As a nurse, I've always supported the ACA as a way for more Americans to get needed health care. But many people, including many nurses, view Obamacare as a government intrusion into individual lives. I can see their point of view, but I believe it's mistaken. The ACA does not allow government to interfere in our lives; it compels government to keep us as safe and healthy as possible.
For the record, the Affordable Care Act was based on "Romneycare," the market-based health insurance reform that Republican Mitt Romney put in place when he was governor of Massachusetts. The ACA, like Romneycare, prohibits insurance companies from excluding patients due to preexisting conditions, requires all individuals to buy insurance (since otherwise only the sick would sign up for coverage and the system would quickly become insolvent) and offers subsidies to middle-class and low-income families to make higher-quality coverage affordable.
Despite its Republican provenance and utilization of private insurance companies, though, the "government takeover" label stuck to the ACA. And that was intentional. In his book, Brill explains that the phrase "government takeover of health care" came from conservative pollster Frank Luntz and became a rallying cry for the enemies of the Affordable Care Act who said Obamacare would deny Americans free choice over health insurance.
"Free choice" is a tricky phrase here, because the ACA does curtail insurance choices, in that it disallows low-cost policies that don't provide anything close to real coverage of health care costs. But the only Americans who really had free choice over their health care prior to the implementation of Obamacare were those with excellent insurance or unlimited funds of their own.
Consider Brill's story of his own aortic aneurysm and how glad he was to end up at New York-Presbyterian, one of New York's flagship hospital systems. There, he was operated on by an MD with an impeccable record in the exact surgical repair Brill needed. His hospital stay offered "Mother Teresa care," and though his total bill came to $190,000, his insurance paid for the bulk of it.
Now consider Sean Recchi, who's profiled in Brill's book: A 42-year-old, non-Hodgkin lymphoma patient from Lancaster, Ohio, with health insurance that, Brill specifies, provided minimal reimbursement for health care costs.
Recchi had to pay M.D. Anderson Cancer Center in Houston $83,900 in advance in order to begin treatment there. M.D. Anderson is a great hospital and I'm sure Recchi also received Mother Teresa care, but the upfront cost was enormous and the Recchis are not rich. The treatment he received did save his life, but it was obviously not free or freely chosen; his life was at stake and he believed M.D. Anderson would save him.
Contrasting these anecdotes gets to the nub of the problem with health care: when people's lives are at stake -- as Brill's and Recchi's both were -- survival becomes much more important than cost. But cost of care can vary dramatically depending largely on whether someone has insurance and what the quality of that insurance is.
The Affordable Care Act was intended to reduce those price disparities by better standardizing what insurance covers and what it costs, making it possible for more Americans to get the health care they need. The bill is complicated and imperfect, but it has created a much fairer system of health insurance than we had before.
Brill, however, says the ACA does not go far enough in terms of controlling overall costs and improving quality. Right now, the United States pays much more for health care than any other developed country and we have worse health outcomes overall.

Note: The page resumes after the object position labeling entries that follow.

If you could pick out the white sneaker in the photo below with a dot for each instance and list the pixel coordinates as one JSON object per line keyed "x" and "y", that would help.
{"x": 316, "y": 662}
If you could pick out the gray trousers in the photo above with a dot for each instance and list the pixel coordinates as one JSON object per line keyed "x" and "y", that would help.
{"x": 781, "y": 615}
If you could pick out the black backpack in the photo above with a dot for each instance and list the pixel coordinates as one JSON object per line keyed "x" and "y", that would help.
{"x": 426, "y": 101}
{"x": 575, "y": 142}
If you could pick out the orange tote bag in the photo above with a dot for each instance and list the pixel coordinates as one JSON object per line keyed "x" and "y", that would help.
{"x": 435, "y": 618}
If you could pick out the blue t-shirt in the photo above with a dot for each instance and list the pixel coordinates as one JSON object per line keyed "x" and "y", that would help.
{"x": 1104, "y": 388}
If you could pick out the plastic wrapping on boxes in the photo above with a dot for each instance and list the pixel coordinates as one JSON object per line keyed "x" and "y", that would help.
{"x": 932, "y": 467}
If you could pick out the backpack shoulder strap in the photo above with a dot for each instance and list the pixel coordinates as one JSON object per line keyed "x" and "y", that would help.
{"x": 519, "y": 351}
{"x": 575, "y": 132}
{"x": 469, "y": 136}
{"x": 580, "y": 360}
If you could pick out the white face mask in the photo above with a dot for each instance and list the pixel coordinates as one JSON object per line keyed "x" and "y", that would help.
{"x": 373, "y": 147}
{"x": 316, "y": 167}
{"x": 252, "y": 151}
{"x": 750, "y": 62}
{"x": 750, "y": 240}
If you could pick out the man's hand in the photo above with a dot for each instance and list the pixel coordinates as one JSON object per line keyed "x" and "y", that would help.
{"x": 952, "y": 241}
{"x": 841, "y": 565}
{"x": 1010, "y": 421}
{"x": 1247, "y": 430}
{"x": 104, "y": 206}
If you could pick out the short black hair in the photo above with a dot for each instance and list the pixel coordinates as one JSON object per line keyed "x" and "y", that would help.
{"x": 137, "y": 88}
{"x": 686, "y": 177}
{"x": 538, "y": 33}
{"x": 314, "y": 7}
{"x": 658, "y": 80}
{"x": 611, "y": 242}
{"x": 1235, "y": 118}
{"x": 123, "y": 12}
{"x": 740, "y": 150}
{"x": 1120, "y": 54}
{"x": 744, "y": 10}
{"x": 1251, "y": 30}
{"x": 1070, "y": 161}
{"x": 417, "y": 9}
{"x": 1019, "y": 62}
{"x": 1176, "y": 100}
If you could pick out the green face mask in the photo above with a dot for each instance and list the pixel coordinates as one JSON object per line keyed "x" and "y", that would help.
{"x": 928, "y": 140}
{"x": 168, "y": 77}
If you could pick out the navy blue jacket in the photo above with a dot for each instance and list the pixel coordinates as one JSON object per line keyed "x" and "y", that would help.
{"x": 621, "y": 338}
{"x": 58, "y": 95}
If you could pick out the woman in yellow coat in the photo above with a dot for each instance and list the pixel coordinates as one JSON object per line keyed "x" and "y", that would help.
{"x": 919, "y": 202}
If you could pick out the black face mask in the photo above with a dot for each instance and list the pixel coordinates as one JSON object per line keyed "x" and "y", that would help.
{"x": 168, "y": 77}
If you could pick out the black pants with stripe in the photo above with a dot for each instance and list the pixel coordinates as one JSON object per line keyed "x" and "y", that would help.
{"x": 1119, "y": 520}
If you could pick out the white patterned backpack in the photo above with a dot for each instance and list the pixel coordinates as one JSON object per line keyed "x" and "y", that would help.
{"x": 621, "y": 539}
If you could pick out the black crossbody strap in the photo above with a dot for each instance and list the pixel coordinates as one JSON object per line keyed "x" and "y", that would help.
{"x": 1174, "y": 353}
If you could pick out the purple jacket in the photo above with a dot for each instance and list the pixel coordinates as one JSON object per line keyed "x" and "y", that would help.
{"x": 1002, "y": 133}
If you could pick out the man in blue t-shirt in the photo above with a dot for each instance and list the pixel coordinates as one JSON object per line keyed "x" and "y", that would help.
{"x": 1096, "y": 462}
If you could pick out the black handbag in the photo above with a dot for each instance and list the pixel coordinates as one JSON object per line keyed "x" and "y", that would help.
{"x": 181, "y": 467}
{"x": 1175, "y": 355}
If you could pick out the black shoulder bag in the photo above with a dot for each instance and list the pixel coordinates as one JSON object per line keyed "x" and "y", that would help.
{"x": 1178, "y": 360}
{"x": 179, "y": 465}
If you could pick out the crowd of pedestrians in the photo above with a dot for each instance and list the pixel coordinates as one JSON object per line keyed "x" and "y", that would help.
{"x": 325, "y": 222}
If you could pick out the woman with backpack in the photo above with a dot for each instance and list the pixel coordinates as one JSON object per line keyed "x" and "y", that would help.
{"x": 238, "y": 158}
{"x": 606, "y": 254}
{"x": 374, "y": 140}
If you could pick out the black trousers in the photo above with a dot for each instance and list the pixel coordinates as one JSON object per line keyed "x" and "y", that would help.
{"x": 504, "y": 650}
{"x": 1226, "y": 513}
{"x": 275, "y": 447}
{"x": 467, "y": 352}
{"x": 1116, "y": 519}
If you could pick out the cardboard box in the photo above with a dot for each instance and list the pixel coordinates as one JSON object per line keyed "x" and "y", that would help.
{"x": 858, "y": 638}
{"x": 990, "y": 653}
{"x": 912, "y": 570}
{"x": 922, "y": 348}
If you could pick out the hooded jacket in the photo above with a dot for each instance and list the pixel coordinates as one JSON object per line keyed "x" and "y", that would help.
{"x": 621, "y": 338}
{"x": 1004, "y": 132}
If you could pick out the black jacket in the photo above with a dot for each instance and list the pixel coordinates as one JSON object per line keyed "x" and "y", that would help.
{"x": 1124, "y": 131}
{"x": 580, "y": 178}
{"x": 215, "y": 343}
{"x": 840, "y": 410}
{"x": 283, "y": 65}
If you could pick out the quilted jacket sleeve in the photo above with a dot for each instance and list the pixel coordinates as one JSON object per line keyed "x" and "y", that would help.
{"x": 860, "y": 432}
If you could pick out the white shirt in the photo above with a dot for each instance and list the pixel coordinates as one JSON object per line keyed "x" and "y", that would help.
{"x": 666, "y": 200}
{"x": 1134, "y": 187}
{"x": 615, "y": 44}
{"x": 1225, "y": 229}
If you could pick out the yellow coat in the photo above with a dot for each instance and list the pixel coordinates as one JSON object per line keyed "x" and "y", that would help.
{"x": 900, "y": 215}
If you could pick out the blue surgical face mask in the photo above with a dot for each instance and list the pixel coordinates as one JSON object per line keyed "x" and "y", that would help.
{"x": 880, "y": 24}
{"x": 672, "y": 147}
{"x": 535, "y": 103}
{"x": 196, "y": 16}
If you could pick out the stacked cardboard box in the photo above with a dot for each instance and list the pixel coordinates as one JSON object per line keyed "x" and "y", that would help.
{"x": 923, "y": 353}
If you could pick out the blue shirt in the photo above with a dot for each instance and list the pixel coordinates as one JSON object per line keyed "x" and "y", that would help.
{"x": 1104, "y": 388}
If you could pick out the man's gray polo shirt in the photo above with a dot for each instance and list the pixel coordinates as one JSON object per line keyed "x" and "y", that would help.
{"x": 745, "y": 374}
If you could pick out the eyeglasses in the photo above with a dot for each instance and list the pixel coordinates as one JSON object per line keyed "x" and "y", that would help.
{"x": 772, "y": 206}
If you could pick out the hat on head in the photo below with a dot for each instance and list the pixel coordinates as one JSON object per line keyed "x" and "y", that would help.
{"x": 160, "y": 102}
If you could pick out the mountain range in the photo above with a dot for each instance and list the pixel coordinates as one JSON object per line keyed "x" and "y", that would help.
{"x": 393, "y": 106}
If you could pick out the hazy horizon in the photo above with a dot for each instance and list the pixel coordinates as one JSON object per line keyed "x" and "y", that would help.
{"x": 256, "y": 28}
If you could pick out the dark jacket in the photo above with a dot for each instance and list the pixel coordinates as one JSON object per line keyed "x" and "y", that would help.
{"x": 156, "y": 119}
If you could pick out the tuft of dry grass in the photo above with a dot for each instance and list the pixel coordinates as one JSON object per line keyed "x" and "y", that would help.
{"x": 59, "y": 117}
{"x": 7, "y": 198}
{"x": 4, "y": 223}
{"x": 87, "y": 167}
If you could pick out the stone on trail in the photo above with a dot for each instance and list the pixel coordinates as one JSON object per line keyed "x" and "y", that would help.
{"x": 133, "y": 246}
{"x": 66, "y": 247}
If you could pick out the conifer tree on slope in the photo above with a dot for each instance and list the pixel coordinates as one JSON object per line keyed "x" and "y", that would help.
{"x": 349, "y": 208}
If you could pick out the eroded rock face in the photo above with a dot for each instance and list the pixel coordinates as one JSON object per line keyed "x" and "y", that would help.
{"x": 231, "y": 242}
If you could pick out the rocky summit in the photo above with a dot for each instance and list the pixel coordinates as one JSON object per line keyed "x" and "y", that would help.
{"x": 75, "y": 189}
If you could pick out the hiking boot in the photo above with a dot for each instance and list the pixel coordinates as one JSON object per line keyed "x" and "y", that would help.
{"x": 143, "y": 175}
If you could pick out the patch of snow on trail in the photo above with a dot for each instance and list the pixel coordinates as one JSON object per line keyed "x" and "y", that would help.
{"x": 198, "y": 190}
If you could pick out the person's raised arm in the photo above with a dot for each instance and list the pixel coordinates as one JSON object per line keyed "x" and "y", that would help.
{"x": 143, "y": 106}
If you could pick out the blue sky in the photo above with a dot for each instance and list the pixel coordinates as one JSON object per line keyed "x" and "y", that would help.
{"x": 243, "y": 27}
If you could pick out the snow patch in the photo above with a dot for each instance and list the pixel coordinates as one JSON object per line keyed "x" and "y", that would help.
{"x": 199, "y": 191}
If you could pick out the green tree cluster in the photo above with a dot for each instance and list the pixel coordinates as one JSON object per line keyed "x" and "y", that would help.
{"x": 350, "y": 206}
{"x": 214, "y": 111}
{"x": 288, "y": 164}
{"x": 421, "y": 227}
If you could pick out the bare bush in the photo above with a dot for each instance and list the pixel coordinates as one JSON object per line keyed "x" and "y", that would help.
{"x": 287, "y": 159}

The Affordable Care Act regulates insurance companies, but does not limit the huge profits made by pharmaceutical companies, device manufacturers or hospital administrators. That's because the ACA would not have passed without the support of those three groups.
To corral those industries and really make American health care better, cheaper and fairer will probably require government intervention. I say that because every developed country that has some version of national health care uses government regulation to control access and set prices. Any move in that direction in the U.S., though, would bring further accusations of "socialized medicine" and stoke the "government takeover" fire.
This is why I say we're focusing on the wrong thing -- on principles instead of lives. And I came to that conclusion by thinking back to my own father. A country boy from Osceola, Missouri, with the gumption to become a philosophy professor, my dad deeply resents "Fasten Seat Belt" lights in cars. "It's the government telling me how to drive!" was his common complaint.
And he's right. But it's also true that seat belts save lives when automobiles crash, and Americans have acclimated ourselves to wearing seat belts and acknowledging their value.
Obamacare then, may not effectively control health care costs in the long term, but the part of it that has made insurance newly affordable for millions of Americans is not an attempt to control people's lives, but to save them: a seat belt for travelers on our unbelievably expensive, miracle-delivering, health care highway.
But don't take my word for it.
Rely instead on Steve Beshear, governor of Kentucky, quoted in Bitter Pill describing his state's Obamacare exchange, called Kynect: "Just have a look . . . You'll like it. It's not about me or President Obama. It's about you."